Monday, August 20, 2012

Goal #69: Make homemade pasta

When was the last time you had homemade pasta? For most of us the answer is probably...Never. 

I love making new things, as you can tell by the numerous new recipes I try every week. I like getting the satisfaction of eating something that took longer than 20 minutes to make. A lot of recipes are geared towards Quick and Easy. I guess I'm old fashioned but I like to take my time (kids prevent this usually). Most of the time my priorities are in other areas - Kids, cleaning, etc., and I don't get the chance too often to take all day to make something. 

Yesterday, however, I lucked out. Ryan was in a good mood, Lucas (and Jimmy) were napping. I decided we were going to make PASTA!

My sous chef, Ryan was raring to go on this recipe. He left Cars 2 to help. He's been watching that movie over and over for a week. I'm sick of it. 

So here you go. This is an easy recipe but is pretty labor intensive. It took me about 2 hours to get it all hanged to dry.

Put flour, salt, and basil (I used Italian Seasoning) into a large bowl.


Combine egg, water and oil in a separate bowl and pour into a well made in flour bowl.


Stir until combined and then pour onto a (CLEAN) floured surface. Sprinkle the remaining flour around the dough ball and knead it for 8-10 minutes working the in flour.


Let your toddler knead the dough. This keeps them very busy. We took turns every once in a while so I could make sure the flour was getting worked in. 


After 10 minutes your dough should look like this!


Wrap loosely and let rest for 10 minutes. Ryan didn't understand this part so I had to tell him the dough was taking a nap and I set a timer.


Cut dough into 4 equal parts and roll each piece out to a 12x12 and 1/16" thick square (ideally...I didn't quite get each piece square or 12x12). I found that lightly flouring the granite counter made it easy to roll out. The dough grabbed on to the counter and I thought it was going to stick but it didn't. If you use a pastry cloth it probably would stick. When I turned the dough over it was really hard to roll out because it was able to slide around from the flour. So just let it stick!



Roll up loosely and slice into 1/8" pieces.

.

Unroll each piece gently.


And there you have it. Homemade (herbed) pasta!


You can hang it to dry or place on a wire rack. 


This recipe makes about a pound. We used about 1/2 for dinner last night. Homemade alfredo sauce recipe coming soon!



Homemade Pasta
New Better Homes and Gardens Cook Book (2002)

2 1/3 cups all-purpose flour
1 tsp. dried basil, marjoram, or sage, crushed (optional)
1/2 tsp. salt
2 beaten eggs
1/3 cup water
1 tsp. cooking oil or olive oil

In a large bowl stir together 2 cups of the flour, the basil, and salt. Make a well in the center of the flour mixture. In a small bowl combine eggs, water, and oil. Add egg mixture to flour mixture; stir to combine.

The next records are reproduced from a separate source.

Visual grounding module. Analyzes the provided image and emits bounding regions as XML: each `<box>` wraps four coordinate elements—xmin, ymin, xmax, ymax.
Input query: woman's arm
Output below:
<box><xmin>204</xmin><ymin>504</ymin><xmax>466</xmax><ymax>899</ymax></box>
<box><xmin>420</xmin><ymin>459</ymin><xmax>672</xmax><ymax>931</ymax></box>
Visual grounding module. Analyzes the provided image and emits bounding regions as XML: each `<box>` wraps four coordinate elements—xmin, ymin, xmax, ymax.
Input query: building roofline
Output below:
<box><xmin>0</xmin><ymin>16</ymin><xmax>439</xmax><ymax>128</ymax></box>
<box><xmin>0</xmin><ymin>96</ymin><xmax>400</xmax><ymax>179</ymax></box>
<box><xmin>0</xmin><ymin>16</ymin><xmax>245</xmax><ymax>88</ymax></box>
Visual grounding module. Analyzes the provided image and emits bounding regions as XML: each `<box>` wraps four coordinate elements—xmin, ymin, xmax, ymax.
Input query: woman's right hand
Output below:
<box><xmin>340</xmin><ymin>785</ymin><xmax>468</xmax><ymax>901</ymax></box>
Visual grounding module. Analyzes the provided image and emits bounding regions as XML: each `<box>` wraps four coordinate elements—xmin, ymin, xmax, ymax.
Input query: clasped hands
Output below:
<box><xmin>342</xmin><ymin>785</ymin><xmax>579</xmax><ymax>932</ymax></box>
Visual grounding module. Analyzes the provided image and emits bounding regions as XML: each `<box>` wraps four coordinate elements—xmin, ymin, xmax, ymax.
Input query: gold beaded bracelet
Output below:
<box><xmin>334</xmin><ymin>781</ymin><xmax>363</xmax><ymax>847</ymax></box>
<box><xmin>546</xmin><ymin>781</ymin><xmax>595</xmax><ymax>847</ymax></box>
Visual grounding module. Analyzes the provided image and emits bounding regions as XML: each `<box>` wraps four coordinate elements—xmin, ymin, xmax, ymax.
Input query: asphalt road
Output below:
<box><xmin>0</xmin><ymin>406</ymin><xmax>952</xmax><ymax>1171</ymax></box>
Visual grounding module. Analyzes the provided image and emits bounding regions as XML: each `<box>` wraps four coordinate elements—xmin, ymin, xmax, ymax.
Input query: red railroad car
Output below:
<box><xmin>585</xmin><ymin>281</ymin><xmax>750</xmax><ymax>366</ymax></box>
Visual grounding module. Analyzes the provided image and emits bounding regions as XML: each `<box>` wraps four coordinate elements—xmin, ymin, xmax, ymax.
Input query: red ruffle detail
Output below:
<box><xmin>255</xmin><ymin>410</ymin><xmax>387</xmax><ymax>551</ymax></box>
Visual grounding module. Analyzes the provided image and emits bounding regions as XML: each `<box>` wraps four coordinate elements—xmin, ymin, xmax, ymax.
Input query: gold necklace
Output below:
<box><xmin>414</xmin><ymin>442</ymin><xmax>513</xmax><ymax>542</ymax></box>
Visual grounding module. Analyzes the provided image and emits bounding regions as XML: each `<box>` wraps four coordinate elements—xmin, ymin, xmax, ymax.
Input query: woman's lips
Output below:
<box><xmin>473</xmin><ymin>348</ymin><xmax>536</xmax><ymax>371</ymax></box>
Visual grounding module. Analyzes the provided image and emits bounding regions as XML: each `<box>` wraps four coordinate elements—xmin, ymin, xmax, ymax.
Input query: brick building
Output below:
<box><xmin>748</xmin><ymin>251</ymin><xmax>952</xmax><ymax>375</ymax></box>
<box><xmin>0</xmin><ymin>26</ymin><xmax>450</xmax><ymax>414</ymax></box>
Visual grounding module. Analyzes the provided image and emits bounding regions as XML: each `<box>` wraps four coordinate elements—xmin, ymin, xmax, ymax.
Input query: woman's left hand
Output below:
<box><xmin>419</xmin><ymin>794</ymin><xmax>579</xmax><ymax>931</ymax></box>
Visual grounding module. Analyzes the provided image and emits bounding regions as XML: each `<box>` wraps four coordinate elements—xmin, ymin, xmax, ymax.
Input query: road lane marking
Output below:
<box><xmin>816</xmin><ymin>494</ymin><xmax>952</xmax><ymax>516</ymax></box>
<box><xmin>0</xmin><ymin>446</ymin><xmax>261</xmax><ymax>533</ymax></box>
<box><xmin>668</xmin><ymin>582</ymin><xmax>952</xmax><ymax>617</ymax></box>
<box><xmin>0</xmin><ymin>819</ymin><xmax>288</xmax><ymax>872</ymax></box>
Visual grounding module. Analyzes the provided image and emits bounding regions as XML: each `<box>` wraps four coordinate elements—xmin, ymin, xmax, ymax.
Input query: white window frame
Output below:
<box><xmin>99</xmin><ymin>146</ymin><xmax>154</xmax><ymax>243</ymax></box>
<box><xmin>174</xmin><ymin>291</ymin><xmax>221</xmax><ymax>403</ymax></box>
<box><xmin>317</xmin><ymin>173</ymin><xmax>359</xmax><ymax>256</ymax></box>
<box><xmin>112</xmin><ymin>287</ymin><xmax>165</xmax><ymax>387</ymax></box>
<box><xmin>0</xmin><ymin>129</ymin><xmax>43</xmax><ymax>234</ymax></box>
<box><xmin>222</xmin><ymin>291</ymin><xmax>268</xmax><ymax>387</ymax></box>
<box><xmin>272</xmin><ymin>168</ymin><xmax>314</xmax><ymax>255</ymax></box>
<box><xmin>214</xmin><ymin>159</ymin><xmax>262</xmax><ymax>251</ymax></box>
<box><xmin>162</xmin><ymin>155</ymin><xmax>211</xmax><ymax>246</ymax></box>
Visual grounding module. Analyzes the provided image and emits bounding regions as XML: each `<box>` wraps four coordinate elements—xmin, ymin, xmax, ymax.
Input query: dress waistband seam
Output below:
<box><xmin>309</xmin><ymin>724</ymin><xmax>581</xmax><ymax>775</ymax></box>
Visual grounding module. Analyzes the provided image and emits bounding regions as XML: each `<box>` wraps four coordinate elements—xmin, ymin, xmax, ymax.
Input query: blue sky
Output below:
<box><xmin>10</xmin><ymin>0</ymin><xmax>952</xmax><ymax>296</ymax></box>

Sprinkle a clean kneading surface with the remaining 1/3 cup flour. Turn dough out onto floured surface. Knead until dough is smooth and elastic (8-10 minutes). Cover and let the dough rest for 10 minutes. 

Divide the dough into 4 equal portions. On lightly floured surface, roll each dough ball into a 12" square, 1/16" thick. Let stand, uncovered for 20 minutes. Cut as desired (1/4" for fettuccine or 1/8" for linguine, 2 1/2" wide for lasagna, or use a pasta machine)

To serve immediately, cook pasta according to chart below.

To store cut pasta,  hang it from a pasta-drying rack or clothes hanger, or spread it on a wire cooling rack. Let pasta dry overnight or until completely dry. Place in an airtight container and chill for up to three days. Or dry the pasta for at least 1 hour; place it in a freezer pack and freeze for up to 8 months. 

Cooking Guidelines

Use 3 quarts of water for ever 4-8 ounces of pasta. Boil water to a vigorous boil. Add 1 tsp salt and 1 T. olive oil (if desired). Add pasta a little at a time so water does not stop boiling. Reduce heat slightly and boil uncovered, stirring occasionally for the specified time. Test often for doneness near the end of the cooking time. Drain in a colander.

Bow Ties, large or tiny    2-3 minutes
Fettuccine                     1 1/2- 2 minutes
Lasagna                          2-3 minutes
Linguine                         1 1/2 - 2 minutes
Ravioli                           7-9 minutes
Tortellini                        7-9 minutes

*If homemade pasta is dried or frozen, allow 1-2 minutes more.